DNA-Specific (But Generally Applicable) AMBER With GROMACS 3.3.x: Installation And Notes

The following is the full procedure for installing the AMBER force field port for GROMACS (AMBER-in-GROMACS, AMBER-with-GROMACS, AMBER-on-GROMACS, whatever you want to call it) developed by Eric Sorin at California State University, Long Beach, providing a bit more depth in the installation process (specifically for GROMACS 3.3.x) and a few modified GROMACS files.

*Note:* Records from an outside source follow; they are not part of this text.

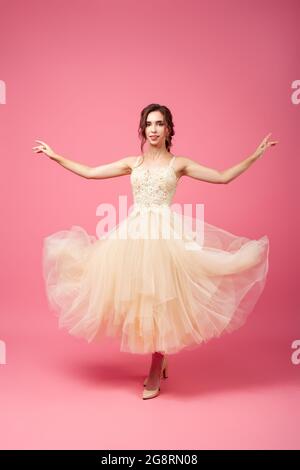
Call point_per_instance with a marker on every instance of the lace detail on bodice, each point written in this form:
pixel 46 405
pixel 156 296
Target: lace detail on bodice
pixel 154 186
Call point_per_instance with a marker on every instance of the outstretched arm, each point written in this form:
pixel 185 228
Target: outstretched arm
pixel 211 175
pixel 110 170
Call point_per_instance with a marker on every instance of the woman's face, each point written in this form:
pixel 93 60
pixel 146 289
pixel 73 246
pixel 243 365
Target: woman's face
pixel 156 129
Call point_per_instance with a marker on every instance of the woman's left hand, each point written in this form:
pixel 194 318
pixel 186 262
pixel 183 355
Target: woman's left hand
pixel 264 145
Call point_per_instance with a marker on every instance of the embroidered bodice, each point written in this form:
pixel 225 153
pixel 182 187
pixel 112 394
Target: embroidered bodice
pixel 154 186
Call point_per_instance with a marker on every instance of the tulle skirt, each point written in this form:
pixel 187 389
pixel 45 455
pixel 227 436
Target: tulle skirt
pixel 151 282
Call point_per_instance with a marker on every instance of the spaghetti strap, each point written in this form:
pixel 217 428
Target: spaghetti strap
pixel 137 161
pixel 172 161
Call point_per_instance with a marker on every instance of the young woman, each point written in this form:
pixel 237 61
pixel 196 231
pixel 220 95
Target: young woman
pixel 159 293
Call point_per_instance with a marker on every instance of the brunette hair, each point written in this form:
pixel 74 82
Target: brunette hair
pixel 168 120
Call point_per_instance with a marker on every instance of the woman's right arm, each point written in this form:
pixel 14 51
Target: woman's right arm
pixel 110 170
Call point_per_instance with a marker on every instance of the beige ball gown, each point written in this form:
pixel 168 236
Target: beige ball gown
pixel 157 288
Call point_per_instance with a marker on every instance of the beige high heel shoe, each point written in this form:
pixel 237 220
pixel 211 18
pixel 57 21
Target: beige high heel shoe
pixel 164 373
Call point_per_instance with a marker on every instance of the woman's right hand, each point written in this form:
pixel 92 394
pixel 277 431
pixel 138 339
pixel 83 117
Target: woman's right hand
pixel 45 148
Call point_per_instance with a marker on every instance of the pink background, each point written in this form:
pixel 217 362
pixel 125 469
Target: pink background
pixel 77 75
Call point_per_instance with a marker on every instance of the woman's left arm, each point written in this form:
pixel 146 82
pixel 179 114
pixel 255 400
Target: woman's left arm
pixel 231 173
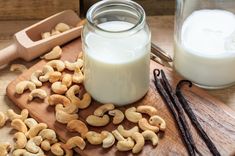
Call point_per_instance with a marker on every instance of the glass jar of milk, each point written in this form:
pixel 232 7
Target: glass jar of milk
pixel 116 45
pixel 205 42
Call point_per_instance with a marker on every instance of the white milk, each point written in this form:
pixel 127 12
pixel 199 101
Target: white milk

As brief background, AMBER (Assisted Model Building and Energy Refinement) is one of THE dominant molecular mechanics/molecular dynamics (MM/MD) force fields used today in biochemical simulations. The motivation for this page (my installing AMBER for use in GROMACS) stems from the current Nanorex focus on Structural DNA Nanotechnology (SDN) modeling, for which we're working on a reduced model force field for large-structure energy minimizations and, importantly, integrating the GROMACS MM/MD package for use via our CAD interface. You can read more about this in the poster presented at FNANO08 this past April. As a force field validated for DNA simulations, AMBER meets our needs of performing atomistic simulations on DNA nanostructures. While NAMD is also a possibility for DNA simulations, GROMACS meets Nanorex's open source needs.

Needless to say, finding that Sorin and co-workers had ported AMBER to GROMACS was a wonderful discovery (and that this same port appears to be driving the Folding@Home project). The installation directions on the AMBER-on-GROMACS website are good, but they don't mention a few important steps that I spent no small amount of time trying to figure out (and I'm definitely not complaining. 99% of the work was the porting, which has been graciously handed to the GROMACS community on a silver platter). Below is the complete set of steps required to get, as the first example, the Dickerson.pdb sample file provided with the porting files to energy minimize and MD correctly. Issues related to DNA-based simulations not using the Dickerson.pdb file will be covered in another post.

Dickerson DNA

QuteMol rendering of Dickerson.pdb (from Drew, H. R., Wing, R. M., Takano, T., Broka, C., Tanaka, S., Itakura, K. & Dickerson, R. E. (1981). Structure of a B-DNA dodecamer: conformation and dynamics. Proc. Natl. Acad. Sci. USA 78, 2179-2183. Protein Data Bank structure 1BNA).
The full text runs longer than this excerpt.